Figure 2. Atomic structure of PS1

a, PS1 has a loosely organized structure and exhibits considerable flexibility. The cartoon representation of PS1 is rainbow-colored. TM2 is visible only at low resolutions, and the density map contains no features for side chains. Nonetheless, an atomic model for TM2 was built based on sequence and structural homology between PS1 and PSH^,. b, A membrane topology diagram of PS1. The two catalytic aspartate residues are colored red. c, The two catalytic aspartate residues of PS1 are in nearly perfect registry with those in PSH. The PAL sequence motif implicated in substrate recognition is shown. d, PS1 and PSH share similar features at their active sites.

Figure 3. AD-derived mutations map to two hotspots in PS1

a, An overall view of the PS1 residues targeted for mutations in AD patients. PS1 is viewed from the extracellular side. Mutated residues are colored orange. b, Close-up views of the mutation-targeted residues in TMs 2-5. The vast majority of these residues map to the center of this four-TM bundle. c, Close-up views of the mutation-targeted residues in TMs 6-9. The two catalytic residues Asp257 and Asp385 are shown. d, FAD-derived mutations in PS1 have varying degrees of effect on the combined Aβ40 and Aβ42 cleavage activity of γ-secretase. Shown here are results of 10 such γ-secretase mutants, each containing a specific mutation derived from FAD. The activity of WT γ-secretase is normalized to 1.0. e, FAD-derived mutations either suppressed the production of Aβ40 more than Aβ42 or increased the production of Aβ40 less than Aβ42. f, All but two FAD-derived mutations led to increased Aβ42/Aβ40 ratios. Two mutations F237I and V261F in PS1 abrogated Aβ40 cleavage altogether, disallowing calculation of the Aβ42/Aβ40 ratio. Each experiment was independently repeated three times. All error bars represent standard deviations.

Figure 4. Structural features of nicastrin

a, Two perpendicular views of nicastrin. The Lid from the small lobe is highlighted in red. Surface glycans are shown. b, The Lid hovers above a hydrophilic pocket in the large lobe. Two large glycans on Asn55 and Asn435 sandwich the Lid and interact with surrounding residues. c, Glu333 and Tyr337 are surrounded by a number of charged and polar residues in the pocket. These structural features are consistent with the pocket being a binding site for substrate protein. d, Trp164 from the Lid makes van der Waals contacts to Pro424, Phe448, and the aliphatic side chain of Gln420. e, Phe287 from the large lobe may serve as the hydrophobic pivot. Phe287 interacts with four hydrophobic residues from the small lobe.

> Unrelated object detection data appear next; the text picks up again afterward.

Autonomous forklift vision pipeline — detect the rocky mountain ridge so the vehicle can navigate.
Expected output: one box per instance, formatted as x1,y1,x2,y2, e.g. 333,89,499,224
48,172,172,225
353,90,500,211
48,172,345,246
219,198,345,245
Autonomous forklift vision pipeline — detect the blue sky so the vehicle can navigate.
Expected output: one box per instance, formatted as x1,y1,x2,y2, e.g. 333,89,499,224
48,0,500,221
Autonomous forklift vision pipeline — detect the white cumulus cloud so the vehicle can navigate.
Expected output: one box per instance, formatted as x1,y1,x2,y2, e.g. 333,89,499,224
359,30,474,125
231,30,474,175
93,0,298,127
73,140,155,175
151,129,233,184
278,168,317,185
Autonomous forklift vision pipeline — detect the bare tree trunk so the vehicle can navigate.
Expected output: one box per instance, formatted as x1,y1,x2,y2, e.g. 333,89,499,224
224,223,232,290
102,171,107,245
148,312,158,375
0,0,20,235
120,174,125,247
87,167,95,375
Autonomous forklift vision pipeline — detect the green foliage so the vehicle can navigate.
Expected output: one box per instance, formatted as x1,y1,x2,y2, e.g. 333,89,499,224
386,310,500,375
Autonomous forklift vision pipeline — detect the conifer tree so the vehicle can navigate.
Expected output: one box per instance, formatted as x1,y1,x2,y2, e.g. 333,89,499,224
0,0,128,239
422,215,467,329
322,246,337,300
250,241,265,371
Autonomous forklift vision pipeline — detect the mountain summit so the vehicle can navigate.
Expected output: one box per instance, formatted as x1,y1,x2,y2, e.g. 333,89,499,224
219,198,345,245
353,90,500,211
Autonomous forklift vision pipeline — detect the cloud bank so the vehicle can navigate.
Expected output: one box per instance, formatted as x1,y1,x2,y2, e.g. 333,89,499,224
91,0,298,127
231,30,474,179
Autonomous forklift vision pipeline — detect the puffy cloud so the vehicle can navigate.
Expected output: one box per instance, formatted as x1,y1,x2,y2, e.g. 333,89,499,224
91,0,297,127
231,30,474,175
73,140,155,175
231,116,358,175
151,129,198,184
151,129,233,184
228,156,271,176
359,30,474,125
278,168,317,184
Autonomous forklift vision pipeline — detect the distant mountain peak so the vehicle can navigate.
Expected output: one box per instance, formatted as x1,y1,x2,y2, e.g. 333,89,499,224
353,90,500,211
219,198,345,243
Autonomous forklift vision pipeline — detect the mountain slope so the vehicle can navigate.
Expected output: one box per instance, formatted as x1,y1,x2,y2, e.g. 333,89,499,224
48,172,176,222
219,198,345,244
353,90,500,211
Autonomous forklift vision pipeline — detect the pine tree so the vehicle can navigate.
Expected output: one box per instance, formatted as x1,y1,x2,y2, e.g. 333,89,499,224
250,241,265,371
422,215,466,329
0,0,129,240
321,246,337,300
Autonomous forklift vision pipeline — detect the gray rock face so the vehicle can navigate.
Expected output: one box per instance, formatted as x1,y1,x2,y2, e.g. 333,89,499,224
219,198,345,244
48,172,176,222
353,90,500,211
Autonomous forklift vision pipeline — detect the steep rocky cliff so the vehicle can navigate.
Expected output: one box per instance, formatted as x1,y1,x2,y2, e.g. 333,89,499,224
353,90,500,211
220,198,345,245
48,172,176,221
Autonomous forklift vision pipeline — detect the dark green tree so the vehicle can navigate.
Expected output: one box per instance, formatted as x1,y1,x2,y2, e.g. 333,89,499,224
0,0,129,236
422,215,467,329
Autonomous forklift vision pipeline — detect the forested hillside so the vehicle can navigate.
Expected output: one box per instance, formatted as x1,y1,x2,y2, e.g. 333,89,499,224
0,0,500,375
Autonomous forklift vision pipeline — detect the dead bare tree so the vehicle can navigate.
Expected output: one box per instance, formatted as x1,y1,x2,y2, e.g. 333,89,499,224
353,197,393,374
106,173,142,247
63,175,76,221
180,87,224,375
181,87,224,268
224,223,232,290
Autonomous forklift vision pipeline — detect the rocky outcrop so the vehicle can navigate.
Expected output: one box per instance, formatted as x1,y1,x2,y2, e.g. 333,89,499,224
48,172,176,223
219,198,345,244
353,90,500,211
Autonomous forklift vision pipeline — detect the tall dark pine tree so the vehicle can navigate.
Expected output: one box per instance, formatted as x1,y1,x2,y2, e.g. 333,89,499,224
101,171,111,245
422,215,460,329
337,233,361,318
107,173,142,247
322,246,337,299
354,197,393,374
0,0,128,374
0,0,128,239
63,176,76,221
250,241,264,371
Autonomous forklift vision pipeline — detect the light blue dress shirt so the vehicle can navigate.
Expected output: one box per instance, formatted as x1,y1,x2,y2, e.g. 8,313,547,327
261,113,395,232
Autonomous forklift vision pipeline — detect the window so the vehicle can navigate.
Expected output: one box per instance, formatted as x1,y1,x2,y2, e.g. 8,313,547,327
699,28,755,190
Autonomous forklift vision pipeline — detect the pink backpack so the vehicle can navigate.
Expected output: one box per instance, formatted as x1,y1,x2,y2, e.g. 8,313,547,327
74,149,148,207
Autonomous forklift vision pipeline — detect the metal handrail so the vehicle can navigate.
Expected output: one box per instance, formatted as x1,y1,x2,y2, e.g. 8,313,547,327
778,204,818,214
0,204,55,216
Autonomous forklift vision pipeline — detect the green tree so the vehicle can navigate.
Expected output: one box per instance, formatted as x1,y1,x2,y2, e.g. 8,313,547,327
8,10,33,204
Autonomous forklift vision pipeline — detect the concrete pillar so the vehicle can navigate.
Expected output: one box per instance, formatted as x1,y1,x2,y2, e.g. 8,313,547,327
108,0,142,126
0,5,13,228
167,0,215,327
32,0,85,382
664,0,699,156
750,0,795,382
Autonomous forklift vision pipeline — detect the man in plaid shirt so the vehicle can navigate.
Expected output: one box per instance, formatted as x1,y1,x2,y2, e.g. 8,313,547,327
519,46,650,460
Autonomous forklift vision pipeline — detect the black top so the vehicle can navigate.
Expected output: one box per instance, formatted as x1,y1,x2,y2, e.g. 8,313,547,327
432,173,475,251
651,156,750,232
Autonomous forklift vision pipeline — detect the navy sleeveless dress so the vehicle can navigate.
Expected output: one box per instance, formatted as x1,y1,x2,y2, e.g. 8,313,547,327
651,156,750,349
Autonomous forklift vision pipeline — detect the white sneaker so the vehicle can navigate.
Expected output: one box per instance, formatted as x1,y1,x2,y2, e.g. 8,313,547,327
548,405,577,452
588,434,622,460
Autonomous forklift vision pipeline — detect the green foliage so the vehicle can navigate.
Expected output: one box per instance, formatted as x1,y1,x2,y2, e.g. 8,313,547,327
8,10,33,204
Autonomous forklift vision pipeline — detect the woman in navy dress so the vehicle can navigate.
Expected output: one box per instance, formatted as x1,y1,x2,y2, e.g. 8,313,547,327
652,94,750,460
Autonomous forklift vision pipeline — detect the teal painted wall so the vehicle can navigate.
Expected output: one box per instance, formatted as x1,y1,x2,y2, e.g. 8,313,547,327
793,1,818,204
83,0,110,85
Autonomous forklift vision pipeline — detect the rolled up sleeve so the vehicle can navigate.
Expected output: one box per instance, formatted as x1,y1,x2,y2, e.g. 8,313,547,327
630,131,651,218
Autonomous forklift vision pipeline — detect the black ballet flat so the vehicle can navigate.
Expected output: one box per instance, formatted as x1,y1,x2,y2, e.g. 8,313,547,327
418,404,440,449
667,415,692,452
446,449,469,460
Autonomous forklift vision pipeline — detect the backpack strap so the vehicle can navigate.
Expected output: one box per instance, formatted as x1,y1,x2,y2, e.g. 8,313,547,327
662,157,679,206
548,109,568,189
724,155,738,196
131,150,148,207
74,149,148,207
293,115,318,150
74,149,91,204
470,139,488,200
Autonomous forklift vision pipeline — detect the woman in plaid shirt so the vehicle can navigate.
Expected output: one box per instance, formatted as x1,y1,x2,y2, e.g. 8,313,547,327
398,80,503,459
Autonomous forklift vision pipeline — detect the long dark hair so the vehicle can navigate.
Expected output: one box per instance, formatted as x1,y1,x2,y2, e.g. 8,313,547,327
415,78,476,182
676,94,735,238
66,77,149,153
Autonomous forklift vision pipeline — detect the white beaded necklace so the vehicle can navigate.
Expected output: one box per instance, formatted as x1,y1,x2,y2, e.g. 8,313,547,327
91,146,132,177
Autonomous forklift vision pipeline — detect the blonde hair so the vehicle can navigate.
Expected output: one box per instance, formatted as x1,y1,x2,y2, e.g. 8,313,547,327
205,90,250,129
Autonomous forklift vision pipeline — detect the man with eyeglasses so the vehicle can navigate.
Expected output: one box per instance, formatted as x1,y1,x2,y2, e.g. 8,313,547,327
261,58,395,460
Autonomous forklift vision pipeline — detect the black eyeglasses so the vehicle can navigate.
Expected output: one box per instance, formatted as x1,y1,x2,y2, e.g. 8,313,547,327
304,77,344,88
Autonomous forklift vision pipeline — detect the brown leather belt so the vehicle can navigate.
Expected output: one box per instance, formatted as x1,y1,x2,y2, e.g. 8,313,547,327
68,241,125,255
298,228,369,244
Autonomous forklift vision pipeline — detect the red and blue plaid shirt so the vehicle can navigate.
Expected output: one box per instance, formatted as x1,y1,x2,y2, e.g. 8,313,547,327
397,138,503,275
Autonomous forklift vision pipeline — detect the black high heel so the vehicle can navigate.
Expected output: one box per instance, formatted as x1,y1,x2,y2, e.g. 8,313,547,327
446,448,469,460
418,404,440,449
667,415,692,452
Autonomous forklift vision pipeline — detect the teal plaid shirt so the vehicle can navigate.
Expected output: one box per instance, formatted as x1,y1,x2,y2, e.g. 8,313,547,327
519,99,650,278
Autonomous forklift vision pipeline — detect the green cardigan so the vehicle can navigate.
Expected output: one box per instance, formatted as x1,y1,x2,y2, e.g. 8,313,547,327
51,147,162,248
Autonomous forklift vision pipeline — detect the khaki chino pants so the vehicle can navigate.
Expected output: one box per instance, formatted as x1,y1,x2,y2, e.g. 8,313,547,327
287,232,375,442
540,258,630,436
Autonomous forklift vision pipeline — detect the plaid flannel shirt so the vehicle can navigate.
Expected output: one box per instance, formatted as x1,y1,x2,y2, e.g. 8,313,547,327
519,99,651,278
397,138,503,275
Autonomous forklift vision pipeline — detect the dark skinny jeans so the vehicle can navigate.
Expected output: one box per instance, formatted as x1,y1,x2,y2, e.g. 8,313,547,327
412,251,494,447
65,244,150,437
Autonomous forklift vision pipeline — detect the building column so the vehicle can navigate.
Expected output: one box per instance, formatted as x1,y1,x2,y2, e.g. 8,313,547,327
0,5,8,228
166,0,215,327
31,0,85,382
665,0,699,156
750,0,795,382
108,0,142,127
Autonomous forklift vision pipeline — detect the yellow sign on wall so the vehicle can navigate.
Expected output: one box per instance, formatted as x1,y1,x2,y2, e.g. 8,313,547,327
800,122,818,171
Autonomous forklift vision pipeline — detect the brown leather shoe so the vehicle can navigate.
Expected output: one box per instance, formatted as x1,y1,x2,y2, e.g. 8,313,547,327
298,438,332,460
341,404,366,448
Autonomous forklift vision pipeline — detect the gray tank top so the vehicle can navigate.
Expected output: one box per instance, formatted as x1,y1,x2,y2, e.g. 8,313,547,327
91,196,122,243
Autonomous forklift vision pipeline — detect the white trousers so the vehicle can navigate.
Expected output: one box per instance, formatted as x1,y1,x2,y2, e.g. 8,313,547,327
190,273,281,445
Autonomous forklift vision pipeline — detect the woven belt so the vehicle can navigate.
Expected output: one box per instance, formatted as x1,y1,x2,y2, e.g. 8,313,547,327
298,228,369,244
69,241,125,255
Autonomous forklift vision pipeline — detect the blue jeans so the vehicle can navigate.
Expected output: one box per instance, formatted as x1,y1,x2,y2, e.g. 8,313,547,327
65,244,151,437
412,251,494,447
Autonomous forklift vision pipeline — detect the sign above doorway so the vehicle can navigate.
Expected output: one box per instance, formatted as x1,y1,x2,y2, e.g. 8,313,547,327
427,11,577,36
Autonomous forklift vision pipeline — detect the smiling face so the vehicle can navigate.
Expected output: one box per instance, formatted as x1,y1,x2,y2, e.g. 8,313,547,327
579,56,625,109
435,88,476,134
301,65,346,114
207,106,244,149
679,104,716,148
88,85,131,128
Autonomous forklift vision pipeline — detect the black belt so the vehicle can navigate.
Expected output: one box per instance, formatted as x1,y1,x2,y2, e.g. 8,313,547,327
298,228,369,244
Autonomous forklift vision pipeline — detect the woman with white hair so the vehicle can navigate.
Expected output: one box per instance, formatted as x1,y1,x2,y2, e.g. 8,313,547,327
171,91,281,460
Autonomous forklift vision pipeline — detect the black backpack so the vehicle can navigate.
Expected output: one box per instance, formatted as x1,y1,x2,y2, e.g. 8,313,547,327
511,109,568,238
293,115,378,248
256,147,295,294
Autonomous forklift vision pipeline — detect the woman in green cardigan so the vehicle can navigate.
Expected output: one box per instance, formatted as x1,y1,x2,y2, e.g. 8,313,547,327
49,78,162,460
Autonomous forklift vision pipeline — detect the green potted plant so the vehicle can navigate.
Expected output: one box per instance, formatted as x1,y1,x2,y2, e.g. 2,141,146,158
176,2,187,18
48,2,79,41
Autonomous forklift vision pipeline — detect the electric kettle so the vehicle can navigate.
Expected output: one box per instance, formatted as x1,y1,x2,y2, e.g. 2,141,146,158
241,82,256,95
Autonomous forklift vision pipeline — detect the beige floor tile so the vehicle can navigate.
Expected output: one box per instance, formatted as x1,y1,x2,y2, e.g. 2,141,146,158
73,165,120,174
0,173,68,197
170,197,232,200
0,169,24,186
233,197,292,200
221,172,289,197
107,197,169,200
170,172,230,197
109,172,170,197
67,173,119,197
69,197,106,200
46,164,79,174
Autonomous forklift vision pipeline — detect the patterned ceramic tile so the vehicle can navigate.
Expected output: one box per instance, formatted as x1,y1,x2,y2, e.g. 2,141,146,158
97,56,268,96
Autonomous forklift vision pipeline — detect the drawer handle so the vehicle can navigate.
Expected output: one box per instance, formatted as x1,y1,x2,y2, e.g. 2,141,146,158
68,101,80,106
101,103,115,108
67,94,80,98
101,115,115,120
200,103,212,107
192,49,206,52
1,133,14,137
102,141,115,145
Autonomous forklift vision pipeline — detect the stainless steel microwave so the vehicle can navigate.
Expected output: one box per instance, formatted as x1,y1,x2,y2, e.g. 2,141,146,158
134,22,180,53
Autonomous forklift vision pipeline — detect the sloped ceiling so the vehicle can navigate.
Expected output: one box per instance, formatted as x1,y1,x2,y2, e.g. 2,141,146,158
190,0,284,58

Figure 5. Assembly interfaces among the four components of γ-secretase in the transmembrane region

a, An overall view of the packing interfaces in the transmembrane region. The three boxed interfaces are detailed in panels b-d. b, The C-terminal three residues Phe465-Tyr466-Ile467 of PS1 insert into a cavity formed by TMs in Aph-1. c, Nicastrin interacts with Pen-2 through van der Waals contacts on a flat interface. d, Pen-2 binds to PS1 through mostly van der Waals contacts. In particular, Phe94 of Pen-2 is nestled in the greasy pocket of PS1, formed by Phe179, Leu182, Phe186, Val193, Tyr195, and Va198. e, Two phospholipids appear to stabilize the inter-component interfaces in γ-secretase. One lipid is bound at the interface between PS1 and Aph-1, whereas the other is intercalated between the lone TM of nicastrin and TMs 1/4/5/7 of Aph-1 (left panel). The aliphatic tails of the latter phospholipid may interact with a number of hydrophobic residues whereas its phosphate group likely hydrogen bonds to Arg115 and Gln116 (right panel).